Passive design strategies are decided based on the climate of the place. Temperature and humidity mainly determine the type. Scotland winters require passive heating strategies, whereas Dubai summers require passive cooling strategies. In countries like India, some parts need both heating and cooling strategies.
Passive cooling strategies
In general, for a cooling effect, the orientation of the building should be such that it is not along the north-south axis as the longer sides are exposed to the sun. The house should be well ventilated, both horizontally and vertically, so that heat is lost by air movement and convection.
Trees placed adjacent to buildings reduce the heat gains of walls and admit diffused light into the house. Having courtyards is advantageous as a part of it is heated by the inclined direct sunlight, and the rest remains cool due to shade from the adjacent wall, raising the hot air due to the stack effect.
Windows placed at the right positions along the wind direction pushes the cool air into the house. Windows that open 100% like the casement windows with proper vertical or horizontal sunshades are used in such regions. Apart from these, there are also climate-specific strategies, as listed below.

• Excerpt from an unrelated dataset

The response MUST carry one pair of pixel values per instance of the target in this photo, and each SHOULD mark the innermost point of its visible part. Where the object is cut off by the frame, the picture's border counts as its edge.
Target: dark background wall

In hot and humid regions, where air movement is the most preferred method of cooling, wind catchers are built. These are nothing but tower-like structures with openings at the end facing the wind. They direct the wind down into the building, creating air movement and a comfortable environment. The partition wall allows the hot air to exit the building.
Solar chimneys are used in a similar climate but to improve the stack ventilation. These structures have openings at their ends made up of some heat-absorbing material to increase the temperature and speed of the stack effect. It helps in maintaining fresh air circulation within the building.
This method of cooling is adopted in places where the air is very dry and hot. Here the major problem is dryness, and so to increase the relative humidity level, water ponds are placed. The space around a pond is cooled by the removal of latent heat by the evaporating molecules, thus creating a comfortable space.
In places where the nights are cold and days are hot, walls, floors or roofs with high thermal capacity are used so that the heat absorbed during the day gets released at night. This way, the interior is maintained at comfortable temperatures day and night.
Thermal wall with night ventilation
In the case of hot summers, where both day and night require cooling, thermal walls with night ventilation punctures are adopted. The open system at night allows natural ventilation to take place.
Roof ponds are similar to thermal walls. The roof pond is covered with a movable insulated reflective surface, which during the day bounces off the sun rays and maintains a cool temperature inside the house as the pond is filled with cold water. At night, the pond is left uncovered and is naturally cooled.
Passive heating strategies
In cold regions, to utilize the sun’s heat to the fullest, buildings are placed such that the longer side faces the sun. No windows are placed along the wind direction to prevent the cold breeze from entering inside.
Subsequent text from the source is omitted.